Zotero is admired by researchers and teachers alike. Over the past seven years, it has evolved a robust set of features, including the ability to collaborate on group projects. The Zotpress plugin, which generates custom citations for blog posts, is another really neat feature. As a content management system, it still has its flaws. The web interface can be sluggish for lower bandwidth users, and compared to Drupal or Omeka, the member roles and permissions are downright archaic. If an admin wants a user to be able to create content but not edit or delete other users’ content, for example, there is no real solution. Admins are able to close membership, so that users must request an invitation to join the group. This allows tight control over the content community. But it arguably kills a good deal of the spontaneity and anonymity that energizes the most successful crowdsourcing experiments. At the same time, the Zotero API and its various branches are fully open source and customizable, so I really can’t complain.
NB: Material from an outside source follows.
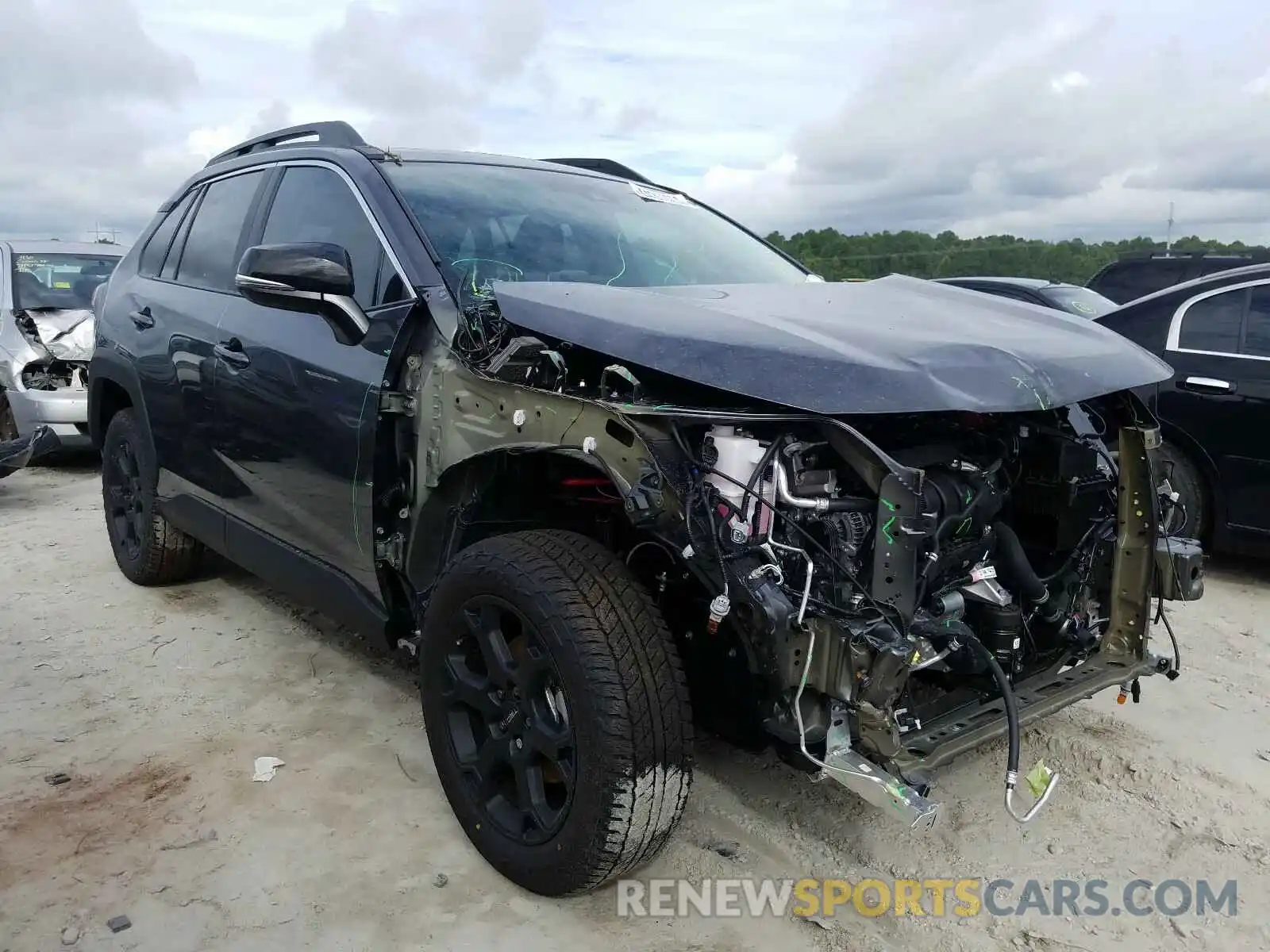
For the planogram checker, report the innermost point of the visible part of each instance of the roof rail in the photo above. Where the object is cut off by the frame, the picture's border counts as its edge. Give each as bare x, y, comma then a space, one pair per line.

The biggest problem is the randomness of the semantic web. Primarily a browser plugin, Zotero allows users to surf to a site, book, or journal article and add that item to their bibliography with a single click. Sites do not always have the best metadata, however, so manual fixes are usually required. Several of the books I added from Google Books had an incorrect publication date. Others had very little or no descriptive data at all. Without delving into complicated debates about GRDDL or Dublin Core, I will just say that a catalog is only as good as its metadata. None of this has anything to do with Zotero, of course, which still gives the 3×5 index card a run for its money.

Although I admit I am not a heavy user, Zotero struck me as the ideal platform for an historiographical potluck. My Nineteenth-Century U.S. History in International Perspective group is now live. Anyone can view the library, and anyone who signs on as a member can add and edit information (I just ask that members not delete others’ content or make major changes without consulting the group). As of right now, I have not added any substantive notes to the source material. But it might be neat to do this and compile the database as an annotated bibliography. I will try to update the library as I’m able. At the very least, it will be an interesting experiment. A large part of the battle for history is just knowing what material is out there.